Toujours au chapitre de la spirale infernale manifestations- répression, le
rapport d’Amnesty International revient sur les violences du jeudi 2 avril
dernier en s’appuyant sur le cas de Boubacar Ould Messaoud, président de
l’ONG de défense des droits humains SOS Esclaves «agressé» par des
policiers à l’occasion de la marche du jeudi 2 avril. Celui-ci
déclare «ils m’ont frappé à coups de matraques dans le dos. Ils ont
continué à me rouer de coups jusqu’à ce que je perde connaissance. Le
médecin qui m’a examiné par la suite a dit que le coup que j’ai reçu à la
nuque aurait pu être mortel».
Ce témoignage, qui fait froid au dos, est suivi de l’évocation de cas
concernant les députés Mustapha Ould Bedredine et Kebad Ould Cheikh
«reconnaissables à leur écharpe, mais frappés par les
policiers».
La grande désillusion
Au plus fort des années de plomb, la Mauritanie sous le magistère de
Maaouya Ould Sid’Ahmed Taya, était régulièrement épinglée par les
organisations de défense des droits humains.

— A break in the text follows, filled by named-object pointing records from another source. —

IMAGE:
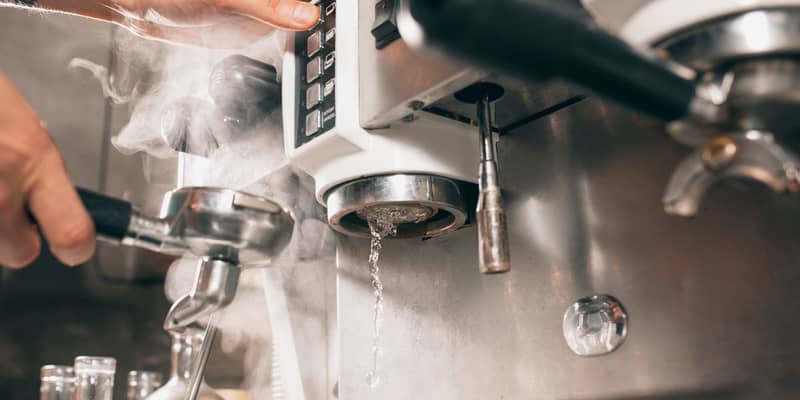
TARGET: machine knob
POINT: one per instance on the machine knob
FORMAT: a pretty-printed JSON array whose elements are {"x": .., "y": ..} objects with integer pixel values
[{"x": 244, "y": 89}]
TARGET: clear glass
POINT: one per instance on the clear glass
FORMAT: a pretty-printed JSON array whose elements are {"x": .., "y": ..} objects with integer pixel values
[
  {"x": 143, "y": 383},
  {"x": 94, "y": 378},
  {"x": 185, "y": 347},
  {"x": 58, "y": 382}
]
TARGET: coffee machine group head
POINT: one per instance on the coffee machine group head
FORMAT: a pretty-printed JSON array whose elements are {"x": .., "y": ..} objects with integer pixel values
[{"x": 358, "y": 118}]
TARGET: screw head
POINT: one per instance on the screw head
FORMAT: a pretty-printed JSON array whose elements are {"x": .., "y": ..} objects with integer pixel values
[
  {"x": 595, "y": 325},
  {"x": 719, "y": 153}
]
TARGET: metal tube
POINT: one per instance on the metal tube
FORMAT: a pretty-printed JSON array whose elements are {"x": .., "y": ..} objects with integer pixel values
[
  {"x": 490, "y": 212},
  {"x": 199, "y": 367}
]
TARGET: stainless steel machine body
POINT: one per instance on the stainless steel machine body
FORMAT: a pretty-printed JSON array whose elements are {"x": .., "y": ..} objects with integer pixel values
[
  {"x": 583, "y": 179},
  {"x": 709, "y": 299}
]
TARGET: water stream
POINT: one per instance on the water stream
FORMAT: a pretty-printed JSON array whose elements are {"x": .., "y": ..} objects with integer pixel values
[{"x": 381, "y": 226}]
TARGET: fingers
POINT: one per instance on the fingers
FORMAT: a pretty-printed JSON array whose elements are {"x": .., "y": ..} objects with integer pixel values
[
  {"x": 284, "y": 14},
  {"x": 55, "y": 204},
  {"x": 19, "y": 241},
  {"x": 33, "y": 177}
]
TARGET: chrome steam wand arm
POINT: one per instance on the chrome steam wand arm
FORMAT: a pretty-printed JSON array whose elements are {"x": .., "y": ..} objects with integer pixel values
[{"x": 490, "y": 212}]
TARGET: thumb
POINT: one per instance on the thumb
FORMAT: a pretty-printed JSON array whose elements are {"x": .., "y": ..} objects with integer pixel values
[{"x": 284, "y": 14}]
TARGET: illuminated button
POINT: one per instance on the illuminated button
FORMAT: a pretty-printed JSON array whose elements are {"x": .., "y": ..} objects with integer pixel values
[
  {"x": 313, "y": 95},
  {"x": 313, "y": 69},
  {"x": 329, "y": 86},
  {"x": 314, "y": 43},
  {"x": 329, "y": 59},
  {"x": 329, "y": 36},
  {"x": 313, "y": 122}
]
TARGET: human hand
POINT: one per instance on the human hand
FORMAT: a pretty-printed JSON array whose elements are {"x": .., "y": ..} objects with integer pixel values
[
  {"x": 213, "y": 23},
  {"x": 33, "y": 179}
]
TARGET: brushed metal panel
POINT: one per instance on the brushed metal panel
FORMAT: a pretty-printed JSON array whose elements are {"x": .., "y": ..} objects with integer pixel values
[
  {"x": 34, "y": 53},
  {"x": 709, "y": 298}
]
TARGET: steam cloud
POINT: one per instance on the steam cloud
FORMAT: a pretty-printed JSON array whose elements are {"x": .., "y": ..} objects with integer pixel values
[{"x": 151, "y": 77}]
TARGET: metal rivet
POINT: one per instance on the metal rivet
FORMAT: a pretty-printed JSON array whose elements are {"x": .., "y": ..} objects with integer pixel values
[
  {"x": 595, "y": 325},
  {"x": 416, "y": 105}
]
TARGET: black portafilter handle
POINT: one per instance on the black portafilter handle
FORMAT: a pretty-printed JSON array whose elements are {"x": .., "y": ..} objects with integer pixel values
[
  {"x": 540, "y": 39},
  {"x": 244, "y": 89},
  {"x": 111, "y": 216}
]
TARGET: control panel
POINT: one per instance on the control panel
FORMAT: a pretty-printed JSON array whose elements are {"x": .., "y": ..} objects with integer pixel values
[{"x": 316, "y": 75}]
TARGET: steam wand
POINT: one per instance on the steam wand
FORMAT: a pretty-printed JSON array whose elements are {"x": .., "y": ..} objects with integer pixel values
[
  {"x": 199, "y": 366},
  {"x": 490, "y": 213}
]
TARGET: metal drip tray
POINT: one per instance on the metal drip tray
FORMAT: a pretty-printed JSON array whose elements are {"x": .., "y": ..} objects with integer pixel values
[{"x": 425, "y": 205}]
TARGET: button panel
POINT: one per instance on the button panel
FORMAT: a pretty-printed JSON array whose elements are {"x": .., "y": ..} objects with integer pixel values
[
  {"x": 314, "y": 43},
  {"x": 313, "y": 122},
  {"x": 313, "y": 95},
  {"x": 316, "y": 80}
]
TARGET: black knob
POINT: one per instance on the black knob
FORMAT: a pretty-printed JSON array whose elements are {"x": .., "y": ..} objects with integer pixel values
[
  {"x": 111, "y": 216},
  {"x": 244, "y": 89}
]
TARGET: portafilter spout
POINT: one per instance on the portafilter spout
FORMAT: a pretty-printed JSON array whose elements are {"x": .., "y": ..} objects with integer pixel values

Sans revenir à la perfection, les choses ont connu une nette amélioration
dans le cadre d’une transition relativement apaisée du 3 août 2005 au 19
avril 2007. La même embellie s’est poursuivie sous le régime renversé de
Sidi Mohamed Ould Cheikh Abdallahi.
Cependant, depuis le coup d’état «rectificateur» du 6 août 2008, les
relations entre le nouveau pouvoir et les ONG de défense des droits humains
ont connu quelques heurts. Une méfiance légèrement corrigée par la première
rencontre entre un général Mohamed Ould Abdel Aziz, sur le point «de jeter
l’éponge» et les responsables du Forum National des Organisations de
Défense des droits Humains (FONADH). Un épisode venu agir comme un élément
décrispation.
Cependant, la réaction d’Amnesty International était parfaitement
prévisible après les «incidents» récurrents du mois d’avril. Il
faut probablement s’attendre à des rapports ultérieurs d’autres ONG,
sur ces violences dans une ambiance politique intérieure de plus en plus
délétère.
Cela justement au moment où des manifestations contre des présumés
tortionnaires reprennent hors de notre pays (notamment à Paris). Tous ces
développements sont notés après «le règlement» du passif humanitaire des
années 1990, dans un cadre qui n’a pas permis de situer les responsabilité
s pour le devoir de justice, de vérité et de mémoire.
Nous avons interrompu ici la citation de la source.